Gavin Campbell Black, a former derivative product trader at Deutsche Bank accused of conspiring to manipulate LIBOR, has clashed with the United States Government over evidence that he claims has been altered.

Earlier this month, the defense counsel for one of the former Deutsche Bank traders – Gavin Campbell Black, alerted the Court in connection with materials the Government had provided. These materials are largely comprised of notes of meetings between and among the Government, the FCA and Deutsche Bank.

It turns out that the Government has produced altered versions of at least some of the material, the defines says. It appears that the Government deleted entire portions of text from original documents without making it clear on the face of the document that any alteration was applied. Moreover, the Government has refused to identify which materials it “condensed” or even redacted.

That is why, the defendants request that the Court order the Government to provide a log identifying each document produced to which redactions or alterations have been applied. The defense also requests that the Government be ordered to produce original, unaltered copies of the altered or redacted documents so that it may evaluate the propriety of the Government’s alterations.

In its response, filed with the New York Southern District Court on Tuesday, March 27, 2018, the Government argues that the defendant is not entitled to the Government’s work product. The Government says it is its prerogative to choose how to provide the information.

Further, the Government explains that it took into account the large international investigation of Deutsche Bank—spanning several years and generating a correspondingly large amount (thousands of pages) of attorney and paralegal notes and other work product.
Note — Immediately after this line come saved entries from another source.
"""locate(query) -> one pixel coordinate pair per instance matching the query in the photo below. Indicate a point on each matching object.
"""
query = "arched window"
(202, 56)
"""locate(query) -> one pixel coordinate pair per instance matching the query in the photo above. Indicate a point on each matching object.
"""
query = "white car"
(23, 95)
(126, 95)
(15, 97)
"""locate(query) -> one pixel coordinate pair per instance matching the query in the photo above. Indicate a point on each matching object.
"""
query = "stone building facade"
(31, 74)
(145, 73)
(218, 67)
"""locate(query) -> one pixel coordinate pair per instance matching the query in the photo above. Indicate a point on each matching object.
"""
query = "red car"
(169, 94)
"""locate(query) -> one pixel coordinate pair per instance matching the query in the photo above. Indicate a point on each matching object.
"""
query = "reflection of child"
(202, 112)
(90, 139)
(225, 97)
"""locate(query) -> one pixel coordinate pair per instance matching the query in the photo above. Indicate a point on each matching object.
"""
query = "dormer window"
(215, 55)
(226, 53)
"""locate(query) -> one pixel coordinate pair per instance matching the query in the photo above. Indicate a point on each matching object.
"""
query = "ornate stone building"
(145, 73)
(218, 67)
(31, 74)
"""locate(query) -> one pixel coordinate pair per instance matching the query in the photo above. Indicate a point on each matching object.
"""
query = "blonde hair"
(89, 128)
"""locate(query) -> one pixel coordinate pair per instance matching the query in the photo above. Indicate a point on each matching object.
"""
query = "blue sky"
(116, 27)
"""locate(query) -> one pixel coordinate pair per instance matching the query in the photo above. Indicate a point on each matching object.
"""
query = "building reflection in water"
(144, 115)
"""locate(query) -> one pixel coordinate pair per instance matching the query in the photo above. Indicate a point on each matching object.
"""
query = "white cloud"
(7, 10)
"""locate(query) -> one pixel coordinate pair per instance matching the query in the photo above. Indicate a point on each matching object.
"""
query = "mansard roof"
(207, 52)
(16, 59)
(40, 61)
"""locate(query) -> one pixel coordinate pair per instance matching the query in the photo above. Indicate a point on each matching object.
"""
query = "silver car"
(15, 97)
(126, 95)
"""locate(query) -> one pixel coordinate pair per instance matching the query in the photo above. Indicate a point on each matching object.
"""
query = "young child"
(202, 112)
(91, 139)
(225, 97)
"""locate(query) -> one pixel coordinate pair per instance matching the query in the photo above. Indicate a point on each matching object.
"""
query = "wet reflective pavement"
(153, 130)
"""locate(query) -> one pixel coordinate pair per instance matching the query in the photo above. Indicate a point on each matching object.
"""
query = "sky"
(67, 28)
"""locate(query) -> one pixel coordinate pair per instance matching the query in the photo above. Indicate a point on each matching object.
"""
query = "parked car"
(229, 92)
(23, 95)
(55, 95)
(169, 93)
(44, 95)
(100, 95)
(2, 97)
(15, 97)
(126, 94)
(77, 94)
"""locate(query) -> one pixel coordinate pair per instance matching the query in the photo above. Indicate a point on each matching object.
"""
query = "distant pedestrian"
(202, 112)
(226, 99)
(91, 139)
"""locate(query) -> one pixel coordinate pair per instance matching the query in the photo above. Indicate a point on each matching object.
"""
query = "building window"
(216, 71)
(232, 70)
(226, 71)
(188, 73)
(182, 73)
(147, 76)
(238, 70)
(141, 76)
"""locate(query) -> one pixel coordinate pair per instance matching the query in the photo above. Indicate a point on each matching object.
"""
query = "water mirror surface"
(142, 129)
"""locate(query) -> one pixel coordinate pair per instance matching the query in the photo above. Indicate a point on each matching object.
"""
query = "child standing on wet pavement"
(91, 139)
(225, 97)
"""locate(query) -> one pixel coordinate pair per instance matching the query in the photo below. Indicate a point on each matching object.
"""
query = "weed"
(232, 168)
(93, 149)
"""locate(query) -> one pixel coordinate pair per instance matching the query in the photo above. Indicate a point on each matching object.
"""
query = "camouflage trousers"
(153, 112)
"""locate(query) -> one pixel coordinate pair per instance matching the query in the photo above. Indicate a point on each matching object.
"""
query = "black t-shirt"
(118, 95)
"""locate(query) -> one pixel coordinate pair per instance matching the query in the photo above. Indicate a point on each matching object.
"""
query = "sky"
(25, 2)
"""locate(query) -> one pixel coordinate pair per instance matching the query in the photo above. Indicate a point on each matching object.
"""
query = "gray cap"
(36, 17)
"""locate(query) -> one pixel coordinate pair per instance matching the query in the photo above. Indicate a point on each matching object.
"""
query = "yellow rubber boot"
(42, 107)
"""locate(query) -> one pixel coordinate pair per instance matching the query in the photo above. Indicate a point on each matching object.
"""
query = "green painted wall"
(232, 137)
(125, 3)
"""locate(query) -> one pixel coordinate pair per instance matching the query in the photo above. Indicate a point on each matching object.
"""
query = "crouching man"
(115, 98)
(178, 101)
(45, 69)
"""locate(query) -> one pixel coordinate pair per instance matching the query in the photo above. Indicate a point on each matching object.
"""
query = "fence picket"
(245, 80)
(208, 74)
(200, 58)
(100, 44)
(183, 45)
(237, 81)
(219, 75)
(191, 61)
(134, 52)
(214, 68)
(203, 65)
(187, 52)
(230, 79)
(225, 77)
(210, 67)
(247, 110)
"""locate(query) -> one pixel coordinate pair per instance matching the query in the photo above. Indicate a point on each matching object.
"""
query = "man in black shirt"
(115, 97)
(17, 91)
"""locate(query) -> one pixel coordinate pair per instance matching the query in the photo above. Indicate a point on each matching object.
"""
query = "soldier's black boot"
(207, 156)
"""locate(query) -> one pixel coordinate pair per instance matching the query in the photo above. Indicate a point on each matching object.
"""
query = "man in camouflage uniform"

That is why, the Government determined that crafting a bullet-point letter was not practical and would delay providing the information to defense. The Government thus isolated the relevant portions of its work product, sometimes by applying redactions and sometimes by condensing the work product, in an effort to provide the information to both Defendants in a timely fashion.

In the end, the Defendants received approximately 700 pages of meeting notes and other work product, which, although substantial, is a fraction of what was reviewed.

The Government insists that the Court should deny the defendants’ motion.

Gavin Campbell Black worked as Director on Deutsche Bank’s Money Market Derivatives and Pool Trading Desks in London from at least in or about February 1997 through at least early 2015. During that period, he traded derivative products that referenced USD LIBOR among other products. Because these trades were settled based on the published USD LIBOR rate, the profitability of Black’s trading positions depended on the direction in which USD LIBORs moved.

Matthew Connolly, the other defendant in the case, worked as the Director of Deutsche Bank’s Pool Trading Desk in New York from at least in or about January 2005 through in or about March 2008.

According to the Indictment, from at least 2005 through at least in or about 2011, Connolly and Black, the defendants, together with other traders, engaged in a scheme to obtain money and property by making false and fraudulent USD LIBOR submissions to the BBA for inclusion in the calculation of USD LIBOR representing that the rates submitted were an unbiased and honest estimate of the bank’s borrowing costs when in fact the submissions reflected rates that were designed to benefit their trading positions.

The scheme had an effect on one or more financial institutions, within the meaning of Title 18, United States Code, Sections 20 and 3293(2). The conduct of the conspirators caused financial institutions to be susceptible to substantial risk of loss and to suffer actual loss. Deutsche Bank conducted a substantial internal investigation, risked sustaining significant harm to its commercial and financial reputation, and agreed to pay approximately $625 million in penalties to the United States Department of Justice as a result of the conduct alleged in this Indictment, and DB Group Services UK Limited, one of its subsidiaries, agreed to pay an additional fine of approximately $150 million.

The case, captioned USA v. Connolly (1:16-cr-00370), continues at the New York Southern District Court.